The artwork was commissioned at a cost of R1,5 million as part of city beautification for the World Cup. However, construction was halted after the ANC said the elephants symbolised the Inkatha Freedom Party. Botha is still owed R250 000 by the city council.

Other prominent works to be targeted over the years include Leonardo da Vinci’s Mona Lisa, which was severely damaged in 1956 when the lower part of the painting was doused with acid.

The painting, which is now behind a protective layer of thick glass at the Louvre in Paris, was also sprayed with red paint in 1974 by a hadnicapped woman protesting about the Tokyo National Museum’s policies about disabled people when the painting was on show there.
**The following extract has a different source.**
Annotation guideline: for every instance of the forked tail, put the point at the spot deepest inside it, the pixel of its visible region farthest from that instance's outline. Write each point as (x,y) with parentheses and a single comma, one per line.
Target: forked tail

In 1970 the Cleveland Museum’s version of Rodin’s The Thinker was irreparably damaged by a pipe bomb.

Rembrandt’s Night Watchat the Rijksmuseum in Amsterdam has been vandalised on several occasions. In 1911 an unemployed navy cook tried to cut it with a knife, and in 1975 an unemployed school teacher cut dozens of zig zag lines in the canvas. The painting was restored but traces of the cuts remain. Then in 1990 a man threw acid at the work.

The Little Mermaid in Copenhagen has been damaged and defaced many times. In 1964 the statue’s head was sawn off and stolen by politically orientated artists.

It was never recovered and a new head had to be made. Paint has also been poured over the statue several times and in 2006 a dildo was attached to the hand.

Pablo Picasso’s Guernica, at New York’s Museum of Modern Art, was targeted in 1974 by a Tony Shfrazi, who sprayed “Kill Lies All” in red paint on the work.

He was ostensibly protesting Richard Nixon’s pardon of William Calley for the latter’s actions in the My Lai massacre during the Vietnam War.

Michelangelo’s La Pieta, which is housed in St Peter’s Basilica in Rome, was attacked in 1972 by a mentally disturbed geologist named Lazlo Toth, who attacked the statue with a hammer while yelling: “I am Jesus Christ”.

He chipped the Virgin Mary’s left eyelid, neck, head, veil and left forearm. The sculpture is now protected by bulletproof glass. — Wikipedia.